生きものについての幻想
最初にこちらから時間を指定して待ち合わせた時、
時間を過ぎても悟浄が現れない事に本当は迷惑だと思われていたのではないかと、
都合が悪くなってとか連絡が入ってドタキャンされるのではないかと待ち人と会ってどんどん去って行く周りの人間達に居心地の悪い思いをしたものだったが約束の時間に遅れてやって来た悟浄は俺の姿を見て信じられないものを見たような、
例えばハチ公が待っていた主人を発見したらこんな表情をしたに違いないと思う程の歓喜に満ちた表情を浮かべた。
まるで子供のように。
まるで、それこそ忠犬のように。
人の顔を見る度に尻尾があったら千切れんばかりに振っているであろうと思われる程の無防備に信じ切った表情を晒すものだから悟浄の事は弟分と言うか、
拾った子犬のようなもんだと思えば良いのだと思う事にした。
拾った子犬が成長して恩を返すように、
例えば山に分け入った時に熊に遭遇して怯んでいたら拾ったポチが勇敢にも熊に襲い掛かって行くように悟浄はさり気なく自分はもう拾われた無力な小犬ではないのだと主張する。
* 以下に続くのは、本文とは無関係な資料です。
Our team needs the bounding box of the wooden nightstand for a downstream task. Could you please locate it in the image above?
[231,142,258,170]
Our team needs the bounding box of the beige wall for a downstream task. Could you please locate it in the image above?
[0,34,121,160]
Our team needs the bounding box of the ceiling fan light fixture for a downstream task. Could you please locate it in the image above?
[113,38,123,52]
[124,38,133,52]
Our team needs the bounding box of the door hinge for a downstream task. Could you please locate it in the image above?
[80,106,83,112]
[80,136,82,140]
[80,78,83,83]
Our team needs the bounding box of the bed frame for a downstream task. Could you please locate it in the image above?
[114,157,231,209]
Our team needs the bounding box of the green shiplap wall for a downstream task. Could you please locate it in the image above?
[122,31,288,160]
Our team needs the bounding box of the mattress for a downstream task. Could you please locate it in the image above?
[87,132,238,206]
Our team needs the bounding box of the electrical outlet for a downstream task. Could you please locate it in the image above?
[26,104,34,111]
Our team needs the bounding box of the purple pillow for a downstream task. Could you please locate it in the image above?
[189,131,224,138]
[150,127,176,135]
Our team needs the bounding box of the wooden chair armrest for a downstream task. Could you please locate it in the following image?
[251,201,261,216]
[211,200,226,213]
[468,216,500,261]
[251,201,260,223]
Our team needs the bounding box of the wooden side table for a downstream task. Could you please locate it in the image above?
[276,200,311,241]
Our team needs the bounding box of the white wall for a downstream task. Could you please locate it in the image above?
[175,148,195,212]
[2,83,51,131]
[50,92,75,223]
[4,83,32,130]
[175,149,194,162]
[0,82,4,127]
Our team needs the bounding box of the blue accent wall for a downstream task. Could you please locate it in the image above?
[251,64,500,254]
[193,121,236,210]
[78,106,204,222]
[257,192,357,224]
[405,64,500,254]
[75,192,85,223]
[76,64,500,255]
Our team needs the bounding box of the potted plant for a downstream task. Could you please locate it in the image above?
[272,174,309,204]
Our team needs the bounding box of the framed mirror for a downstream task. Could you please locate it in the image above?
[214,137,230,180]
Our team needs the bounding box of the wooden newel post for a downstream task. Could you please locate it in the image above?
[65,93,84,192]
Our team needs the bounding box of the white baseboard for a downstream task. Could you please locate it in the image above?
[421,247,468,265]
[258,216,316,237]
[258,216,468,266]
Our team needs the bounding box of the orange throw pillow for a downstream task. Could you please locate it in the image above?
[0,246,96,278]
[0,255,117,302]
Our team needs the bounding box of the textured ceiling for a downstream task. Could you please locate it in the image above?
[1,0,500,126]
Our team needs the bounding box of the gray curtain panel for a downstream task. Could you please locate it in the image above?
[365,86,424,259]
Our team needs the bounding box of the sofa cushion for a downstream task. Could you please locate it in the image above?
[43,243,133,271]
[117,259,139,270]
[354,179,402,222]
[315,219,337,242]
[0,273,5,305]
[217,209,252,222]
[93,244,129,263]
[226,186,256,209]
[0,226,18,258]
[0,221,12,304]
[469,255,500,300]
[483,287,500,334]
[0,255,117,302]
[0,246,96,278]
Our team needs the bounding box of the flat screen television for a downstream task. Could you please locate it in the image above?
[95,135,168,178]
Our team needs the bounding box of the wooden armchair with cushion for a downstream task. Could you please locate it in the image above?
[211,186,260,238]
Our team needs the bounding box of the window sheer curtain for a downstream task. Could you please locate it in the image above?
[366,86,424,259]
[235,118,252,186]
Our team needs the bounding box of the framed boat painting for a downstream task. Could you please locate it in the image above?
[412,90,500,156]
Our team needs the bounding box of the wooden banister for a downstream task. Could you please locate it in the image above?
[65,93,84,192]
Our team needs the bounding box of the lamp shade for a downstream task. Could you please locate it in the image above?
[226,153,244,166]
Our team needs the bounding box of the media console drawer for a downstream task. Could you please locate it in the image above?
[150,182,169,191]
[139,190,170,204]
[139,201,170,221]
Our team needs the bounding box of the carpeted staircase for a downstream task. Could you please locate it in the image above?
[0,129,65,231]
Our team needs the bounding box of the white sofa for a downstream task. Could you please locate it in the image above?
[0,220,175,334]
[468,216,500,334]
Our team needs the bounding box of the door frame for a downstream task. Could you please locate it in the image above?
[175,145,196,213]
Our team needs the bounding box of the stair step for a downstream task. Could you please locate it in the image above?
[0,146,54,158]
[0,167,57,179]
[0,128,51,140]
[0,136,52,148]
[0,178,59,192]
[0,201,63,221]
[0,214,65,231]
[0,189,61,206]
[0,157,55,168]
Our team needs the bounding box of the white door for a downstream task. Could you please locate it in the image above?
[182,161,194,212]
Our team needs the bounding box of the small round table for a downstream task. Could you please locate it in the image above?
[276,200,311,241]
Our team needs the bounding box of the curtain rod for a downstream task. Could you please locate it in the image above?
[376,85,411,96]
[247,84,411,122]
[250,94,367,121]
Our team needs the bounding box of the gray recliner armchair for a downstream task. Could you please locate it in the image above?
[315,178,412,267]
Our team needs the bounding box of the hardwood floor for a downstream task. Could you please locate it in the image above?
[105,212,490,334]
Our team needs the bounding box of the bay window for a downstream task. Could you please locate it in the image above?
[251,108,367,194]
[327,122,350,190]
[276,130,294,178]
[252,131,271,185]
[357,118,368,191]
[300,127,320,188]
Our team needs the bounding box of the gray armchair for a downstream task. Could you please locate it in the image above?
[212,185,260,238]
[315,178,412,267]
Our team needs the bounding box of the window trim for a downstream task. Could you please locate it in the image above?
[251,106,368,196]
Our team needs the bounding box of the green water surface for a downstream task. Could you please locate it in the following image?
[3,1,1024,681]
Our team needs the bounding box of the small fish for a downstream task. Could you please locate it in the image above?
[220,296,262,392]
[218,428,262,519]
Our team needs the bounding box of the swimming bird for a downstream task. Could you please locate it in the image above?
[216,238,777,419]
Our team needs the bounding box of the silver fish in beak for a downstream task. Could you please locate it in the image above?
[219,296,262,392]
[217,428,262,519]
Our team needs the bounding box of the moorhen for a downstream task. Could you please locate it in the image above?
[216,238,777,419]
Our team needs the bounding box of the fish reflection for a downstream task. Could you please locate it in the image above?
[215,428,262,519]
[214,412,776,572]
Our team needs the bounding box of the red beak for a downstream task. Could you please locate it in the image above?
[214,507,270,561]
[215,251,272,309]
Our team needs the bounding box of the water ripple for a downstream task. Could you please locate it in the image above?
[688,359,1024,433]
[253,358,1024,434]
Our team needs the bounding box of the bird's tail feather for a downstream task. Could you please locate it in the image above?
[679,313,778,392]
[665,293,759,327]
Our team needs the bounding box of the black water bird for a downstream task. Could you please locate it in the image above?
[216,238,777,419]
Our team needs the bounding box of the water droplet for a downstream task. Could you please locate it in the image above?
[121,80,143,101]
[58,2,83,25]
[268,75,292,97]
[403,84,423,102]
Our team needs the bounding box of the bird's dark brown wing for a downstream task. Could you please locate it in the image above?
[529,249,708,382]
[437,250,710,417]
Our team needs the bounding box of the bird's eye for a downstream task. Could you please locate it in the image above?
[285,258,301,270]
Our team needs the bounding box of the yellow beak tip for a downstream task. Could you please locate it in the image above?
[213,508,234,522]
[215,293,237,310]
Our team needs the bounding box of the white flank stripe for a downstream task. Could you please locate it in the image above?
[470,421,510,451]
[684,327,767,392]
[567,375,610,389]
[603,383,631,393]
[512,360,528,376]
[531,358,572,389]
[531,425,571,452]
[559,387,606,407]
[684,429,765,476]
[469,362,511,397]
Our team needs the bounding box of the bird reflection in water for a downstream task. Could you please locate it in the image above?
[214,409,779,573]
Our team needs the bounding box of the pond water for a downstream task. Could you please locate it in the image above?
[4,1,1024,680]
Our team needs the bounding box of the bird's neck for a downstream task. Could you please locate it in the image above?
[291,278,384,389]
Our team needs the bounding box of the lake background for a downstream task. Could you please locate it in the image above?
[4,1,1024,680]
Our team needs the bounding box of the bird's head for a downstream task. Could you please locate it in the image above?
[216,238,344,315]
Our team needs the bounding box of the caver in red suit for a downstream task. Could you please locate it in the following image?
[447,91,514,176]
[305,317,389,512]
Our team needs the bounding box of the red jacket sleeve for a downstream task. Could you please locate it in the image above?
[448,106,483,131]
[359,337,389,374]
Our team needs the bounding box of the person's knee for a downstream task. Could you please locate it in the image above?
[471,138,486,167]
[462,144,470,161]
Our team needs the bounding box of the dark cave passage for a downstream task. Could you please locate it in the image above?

人混みの中で自分だけがつんがつん他人にぶつかりながら俺が少しでも歩き易いように道を作ろうとする姿とか。
黙っていても「お冷や下さい」と飯屋の店員に言い出す所とか。メシを喰った後道端でカラオケのキャッチと料金交渉する姿とか。
そんな時俺はめっけもんだったな、と思う。
よもや雨の中でぶるぶる震えていたいたいけな小犬が俺に恩を返すなどとは思いも依らなかった、と。
腕を伸ばして命じなくともその赤い毛並みの犬は俺の為に甲斐甲斐しく働く。
行け悟浄!
然し便利な犬だと思っていた相手は突如俺に牙を剥いた。否、牙なんて元より有りはしない、何故ならそいつは人間なのだから。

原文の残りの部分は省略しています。